Si certains voient dans ce projet une opportunité unique, d'autres expriment leurs inquiétudes face à l’ampleur des changements à venir comme Carole Gaillou, technicienne information médicale au centre hospitalier de Kourou :
« Ça va être une belle usine à gaz quand on sera au CHU parce qu'il va falloir qu'on travaille sur plusieurs logiciels, sur plusieurs entités juridiques et donc là, jusqu'à maintenant, on n'est pas prêt. »
Malgré ces doutes, le CHU suscite aussi de grands espoirs, notamment chez Jean-Yves Cattin médecin-chef de l’hôpital de proximité de Saint-Georges de l’Oyapock. Pour lui, c’est peut-être une chance de fidéliser les équipes médicales formées au niveau local :
« Les nouveaux cursus universitaires, c'est la possibilité d'avoir des soignants qui sont formés ici en Guyane. Et ça, pour nous, c'est important parce qu'on a souvent du mal à former nos équipes puis on a du mal à les fidéliser. On espère que si on a des soignants formés en Guyane, ils resteront un peu plus chez nous. »

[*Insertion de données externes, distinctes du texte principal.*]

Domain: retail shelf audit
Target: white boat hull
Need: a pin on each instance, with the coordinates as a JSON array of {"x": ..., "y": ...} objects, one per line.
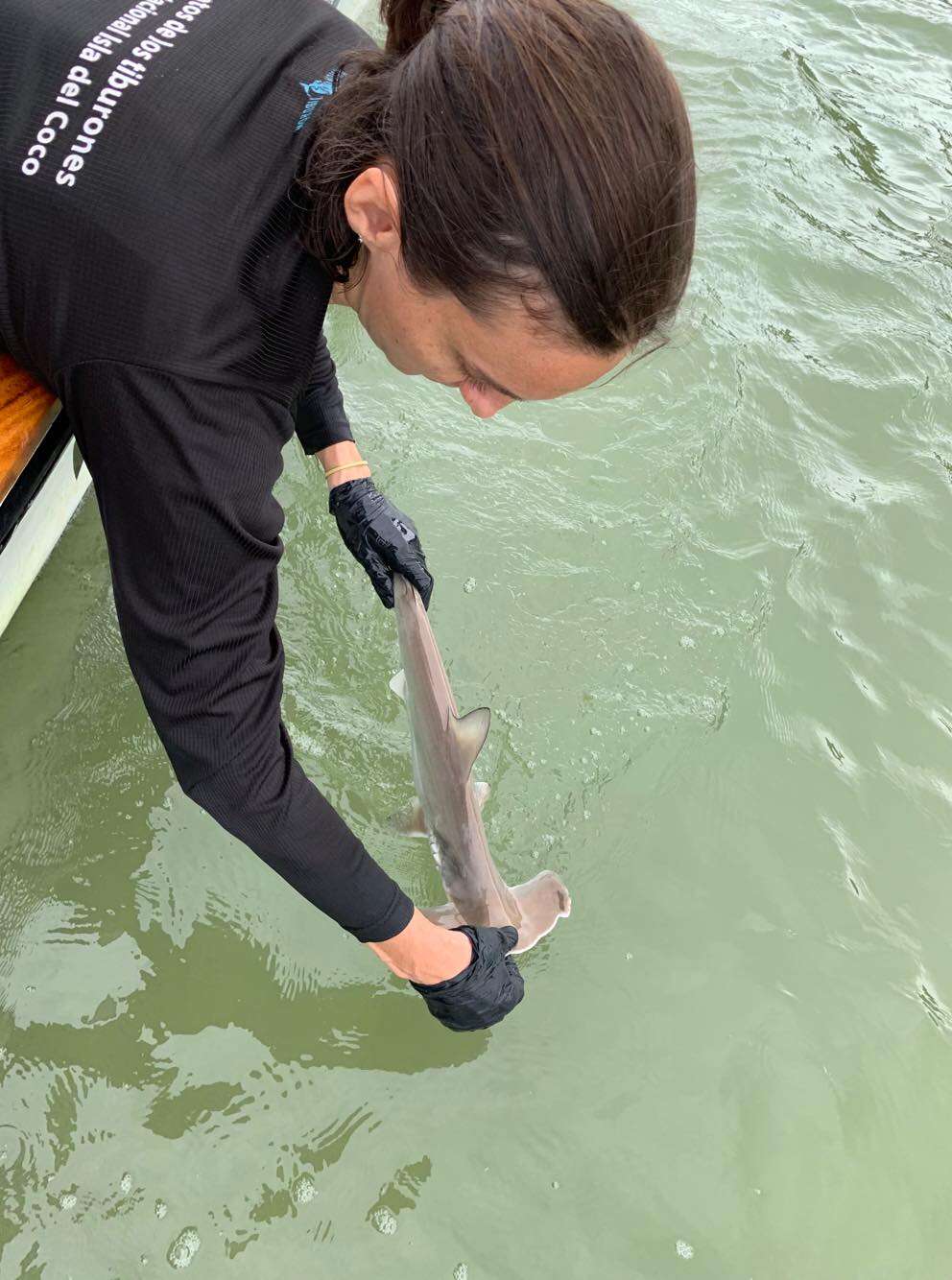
[{"x": 38, "y": 529}]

Le personnel des sites isolés espèrent que ce CHU limetera le turn over de ce qu'ils appellent les "sac à dos". Ce personnel de santé venu de l'Hexagone qui bénéficie d'avantages pour leur installation mais qui ne reste pas suffisamment longtemps.
Une autre question cruciale soulevée par le personnel concerne la répartition équitable des moyens et des décisions afin que les ressources ne soient pas centralisées uniquement à Cayenne. « Il ne faut pas que ce CHU soit Cayenno-centré », insiste un agent du CHOG lors de sa prise de parole. Christophe Bouriat, le directeur du Centre hospitalier de Cayenne rassure sur ce point :
« C'est exactement le contraire de ce qu'on veut. C’est un CHU multisites. Les trois sites hospitaliers seront universitaires. La réponse aux besoins de santé de la population ne va pas se faire uniquement sur un site, uniquement à Cayenne, mais aussi au CHOG et à Kourou. Il doit se faire dans le cadre de filières territorialisées sur les trois établissements et allant jusqu'aux CDPS et hôpitaux de proximités »
© Institut Santé des Population d'Amazonie / Radio Péyi - Décembre 2024
Enfin, pour clore le débat, Pascale Lecante, infirmier au CHC rappelle les origines lointaines de ce projet qui est aussi le fruit des revendications portées par le mouvement social de 2017 :
« D’où vient l’idée du CHU avant tout ? Ce n'est pas que quelques directeurs ou quelques médecins qui, d’un coup, ont eu cette idée. Cela vient de la population. C'était le mouvement social en 2017. Et quand la population disait CHU, ils avaient des étoiles dans les yeux. Ce qu'ils voulaient, c'était de l'excellence. Maintenant, c'est notre responsabilité de leur offrir cela. Plutôt que de craindre ce projet, il faut que nous soyons unis et que nous travaillions ensemble. »
Ce qui met finalement tout le monde d’accord pour la réussite du CHU c’est la capacité à rassembler les compétences de tous et à répondre aux attentes des patients Guyanais. Si le 1er janvier 2025, s'ouvrira sur une nouvelle ère pour la santé publique en Guyane, il s’agit avant tout d’une première étape administrative.